Журнал «Новый Мир» - Новый Мир. № 11, 2000
— Права?!!. Сейчас будут!
И вдруг тот, что без очков, зашел сзади и в спину меня пихнул. Я упал вперед на руки, ладонями по слизи проскользил. Поднялся, не оборачиваясь пошел. Колени в грязи, но отряхивать их такими руками навряд ли стоит! Один раз обернулся только: буквами не интересуются ли? Не интересуются! Хотел стать королем помойки. Совестью ее, заявления людям писать, доносы… Не сложилось!
— Иди, иди!
Трон так и этак мой вертят, отпуская довольно тонкие искусствоведческие замечания.
Ушел. Даже помойка слишком шикарна для тебя! И домой — нет смысла, не вышло там ничего! Куда? Есть, говорят, такое место, куда можно всем сирым и убогим: там ждут всех. Но это уж — на крайний случай! А у тебя какой?.. Пойти, что ли, попробовать? Хотя не чую Его! Он мои ужасы видит, но не реагирует как-то.
Постоял на ступенях среди нищих. Вверх поглядел. Снежинки светлее неба. Тают на устах. Вошел под своды. С той поры, как крестили меня, не был в церкви ни разу. Стесняюсь чего-то… Наверное, этого… просить! Пламя колышется от пения. Толпа свечей. Свою, что ли, поставить? За что? За ее спасение!
В притворе, где разным церковным товаром торгуют, купил тоненькую кривоватую свечку — какую уж дали! — подошел к общему пламени, постоял. «Прикурил» своей, кривоватой… Старался прямо держать. Огонь греет лицо. Потом горячий воск каплей на палец стек, прижег, потом кожу стянул, застывая. Воткнул свечку в дырочку. Пошел.
В притворе церковную газету купил. «Нечаянная радость». Может, дома прочту? Хотя жена будет издеваться.
Вышел с листком на крыльцо. Вроде посветлело маленько? Буквы даже видны! Глянул наискосок, и — обожгло как бы. «Завет старца Силуяна». Не ожидал такого. Вот это да! «Держи ум во аде — и не отчаивайся!» Вот это да! Думал, благостно скажут они: «Не держи ум во аде». А тут… Молодец, Силуянушко! Я и держу. И не отчаиваюсь!
Мимо помойки легко шел. Снег вдруг в дождь превратился. Отличный климат у нас. Да и люди не подкачали! К счастью, феодалов тех не было на помойке… Я и не отчаиваюсь!
А буквы мои стоят! Только резанули ножом по боку чемодана, раскидали несколько — А, Я, Ж. А все — не подняли! Да и кому это по плечу?

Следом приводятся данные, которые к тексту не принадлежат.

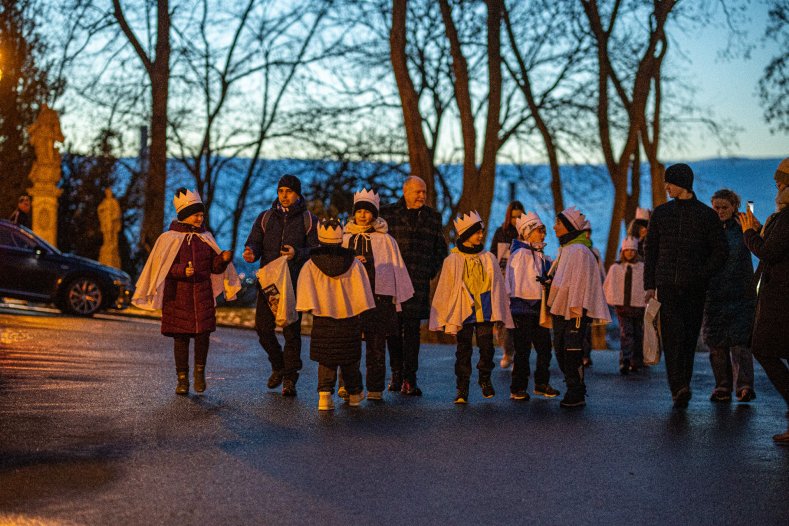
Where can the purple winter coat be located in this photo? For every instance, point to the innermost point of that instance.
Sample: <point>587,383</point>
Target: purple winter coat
<point>188,305</point>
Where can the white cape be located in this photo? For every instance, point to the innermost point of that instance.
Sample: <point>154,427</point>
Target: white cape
<point>452,302</point>
<point>149,291</point>
<point>520,277</point>
<point>576,285</point>
<point>345,296</point>
<point>614,285</point>
<point>391,276</point>
<point>275,282</point>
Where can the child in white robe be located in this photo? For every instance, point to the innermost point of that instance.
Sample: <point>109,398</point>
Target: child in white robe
<point>624,290</point>
<point>334,287</point>
<point>526,269</point>
<point>576,298</point>
<point>469,299</point>
<point>366,235</point>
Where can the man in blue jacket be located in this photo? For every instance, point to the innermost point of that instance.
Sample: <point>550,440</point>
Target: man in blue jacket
<point>685,246</point>
<point>286,229</point>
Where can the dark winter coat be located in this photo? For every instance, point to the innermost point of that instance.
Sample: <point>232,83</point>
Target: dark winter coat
<point>188,303</point>
<point>284,228</point>
<point>685,246</point>
<point>334,341</point>
<point>422,244</point>
<point>502,235</point>
<point>731,303</point>
<point>772,274</point>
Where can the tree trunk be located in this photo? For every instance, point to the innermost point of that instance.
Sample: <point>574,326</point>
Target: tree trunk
<point>418,152</point>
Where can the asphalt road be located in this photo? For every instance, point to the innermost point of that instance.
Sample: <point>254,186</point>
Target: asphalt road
<point>91,432</point>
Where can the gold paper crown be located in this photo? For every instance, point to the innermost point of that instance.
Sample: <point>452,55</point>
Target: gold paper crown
<point>330,232</point>
<point>528,222</point>
<point>368,196</point>
<point>462,223</point>
<point>181,201</point>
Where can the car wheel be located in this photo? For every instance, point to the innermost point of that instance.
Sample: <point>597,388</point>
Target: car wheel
<point>82,297</point>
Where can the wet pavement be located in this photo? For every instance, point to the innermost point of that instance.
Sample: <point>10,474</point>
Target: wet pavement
<point>92,433</point>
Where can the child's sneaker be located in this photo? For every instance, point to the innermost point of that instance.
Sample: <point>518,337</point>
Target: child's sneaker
<point>487,388</point>
<point>355,400</point>
<point>520,394</point>
<point>546,390</point>
<point>325,402</point>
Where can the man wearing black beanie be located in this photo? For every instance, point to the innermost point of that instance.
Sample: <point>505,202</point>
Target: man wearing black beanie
<point>286,229</point>
<point>685,246</point>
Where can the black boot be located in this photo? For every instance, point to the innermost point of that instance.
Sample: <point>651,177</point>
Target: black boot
<point>199,378</point>
<point>182,387</point>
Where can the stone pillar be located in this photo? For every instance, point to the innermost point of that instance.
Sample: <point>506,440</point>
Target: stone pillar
<point>45,174</point>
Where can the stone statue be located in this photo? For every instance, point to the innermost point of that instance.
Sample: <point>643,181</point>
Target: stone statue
<point>110,221</point>
<point>45,174</point>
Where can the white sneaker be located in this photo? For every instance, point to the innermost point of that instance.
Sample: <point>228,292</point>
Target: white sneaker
<point>355,400</point>
<point>325,402</point>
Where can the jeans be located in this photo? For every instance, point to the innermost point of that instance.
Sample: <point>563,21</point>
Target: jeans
<point>527,332</point>
<point>681,313</point>
<point>568,342</point>
<point>181,350</point>
<point>327,378</point>
<point>404,348</point>
<point>732,366</point>
<point>289,360</point>
<point>464,351</point>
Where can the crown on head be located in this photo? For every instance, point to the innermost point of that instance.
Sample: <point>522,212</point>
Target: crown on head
<point>184,199</point>
<point>527,222</point>
<point>368,196</point>
<point>330,232</point>
<point>464,222</point>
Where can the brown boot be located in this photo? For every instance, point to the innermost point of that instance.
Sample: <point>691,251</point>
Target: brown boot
<point>199,378</point>
<point>182,387</point>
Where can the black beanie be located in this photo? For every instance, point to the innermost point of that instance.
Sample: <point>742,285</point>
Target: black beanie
<point>680,175</point>
<point>290,181</point>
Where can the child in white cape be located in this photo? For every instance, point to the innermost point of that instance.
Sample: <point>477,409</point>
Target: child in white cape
<point>469,298</point>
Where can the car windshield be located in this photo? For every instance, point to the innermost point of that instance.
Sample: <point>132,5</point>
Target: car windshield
<point>37,240</point>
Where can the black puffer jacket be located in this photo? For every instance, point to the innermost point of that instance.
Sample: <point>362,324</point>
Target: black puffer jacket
<point>335,341</point>
<point>421,240</point>
<point>284,229</point>
<point>685,245</point>
<point>731,302</point>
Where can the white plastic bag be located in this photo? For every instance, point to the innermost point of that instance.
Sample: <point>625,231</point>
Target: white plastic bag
<point>653,346</point>
<point>277,286</point>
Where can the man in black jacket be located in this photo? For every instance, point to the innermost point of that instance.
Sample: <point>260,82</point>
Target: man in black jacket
<point>417,229</point>
<point>685,246</point>
<point>286,229</point>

Ладно, вверх быстро посмотрел — если Тебе не надо, я заберу! Поволок, оставляя след. Вот какую работу иметь надо — чтоб никому было не украсть!
Жена ликованием встретила:
— Скубенная звонила! Нам дачу дают!
Ожила!
Подошел к оконостасу. Снег идет.
— Так это мы летом поедем, наверное? А сейчас зима. До лета еще дожить надо.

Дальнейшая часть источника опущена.